このような状況下で、昭和戦前の左官工法もすでに継承が危ぶまれる現状にあります。一般に伝統技術の継承は、20年という期間に間隙があると困難になるといわれます。伊勢神宮の遷宮は20年ごとに建て直します。理由として、軸組部材の耐用年数等も考えられますが、一番大きな理由として、人間の技術の伝承は、20年でタイムリミットとすることが古代より経験的に熟知されていたと思われます。伝統ある左官工法は、継承されず途絶えて消滅したら再度の復活が望めないものであります。

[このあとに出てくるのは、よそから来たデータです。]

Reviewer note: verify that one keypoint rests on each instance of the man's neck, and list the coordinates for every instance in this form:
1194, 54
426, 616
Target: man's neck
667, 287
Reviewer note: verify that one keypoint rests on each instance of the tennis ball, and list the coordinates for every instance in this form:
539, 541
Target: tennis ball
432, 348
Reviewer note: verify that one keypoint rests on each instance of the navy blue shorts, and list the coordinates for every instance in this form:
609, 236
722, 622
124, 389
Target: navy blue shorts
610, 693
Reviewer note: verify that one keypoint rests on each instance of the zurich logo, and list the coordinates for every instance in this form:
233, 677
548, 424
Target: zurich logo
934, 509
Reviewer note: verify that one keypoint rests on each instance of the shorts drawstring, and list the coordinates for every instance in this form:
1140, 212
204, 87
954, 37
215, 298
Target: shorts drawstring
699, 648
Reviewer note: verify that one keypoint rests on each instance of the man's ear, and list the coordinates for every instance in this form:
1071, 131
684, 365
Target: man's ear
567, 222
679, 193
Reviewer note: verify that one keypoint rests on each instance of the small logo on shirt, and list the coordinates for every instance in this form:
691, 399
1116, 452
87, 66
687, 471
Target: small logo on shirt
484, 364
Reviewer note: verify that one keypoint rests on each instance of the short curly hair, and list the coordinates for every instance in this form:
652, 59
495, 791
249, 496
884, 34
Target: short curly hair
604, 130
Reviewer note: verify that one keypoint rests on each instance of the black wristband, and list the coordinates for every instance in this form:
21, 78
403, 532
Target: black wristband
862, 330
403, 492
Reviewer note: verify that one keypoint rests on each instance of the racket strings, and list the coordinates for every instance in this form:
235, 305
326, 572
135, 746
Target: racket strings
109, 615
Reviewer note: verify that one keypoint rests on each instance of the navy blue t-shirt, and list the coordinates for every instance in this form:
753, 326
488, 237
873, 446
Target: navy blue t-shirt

これまでみてきたように、左官が創る塗り壁は、健康にも良く、環境に負荷をかけない優しい伝統的工法であることがお判りになったと思います。それにもかかわらず、塗り壁工事は減少し,職人も減少しています。このままでは、伝統ある左官の塗り壁の継承が危うくなります。職人の減少と高齢化は、他県も同様であり、先ずは東京都で技能の継承政策が積極的にできれば、次に他県でも同様に追随すると確信します。では、どのようにすれば技能の保存が可能か。考えられる取組案を提言します。
漆喰塗りを使ってもらうには、その特長をユーザーに知ってもらうことが必要です。現状では、施主が漆喰を知らないし、建築設計を担当する建築士も漆喰をよく知らないことが多いので、漆喰塗りの特長を加味すれば、店舗等の住宅以外にも利用でき、木造建築物でなくても使えることなどを啓発することが必要です。(東左連では事業化しています)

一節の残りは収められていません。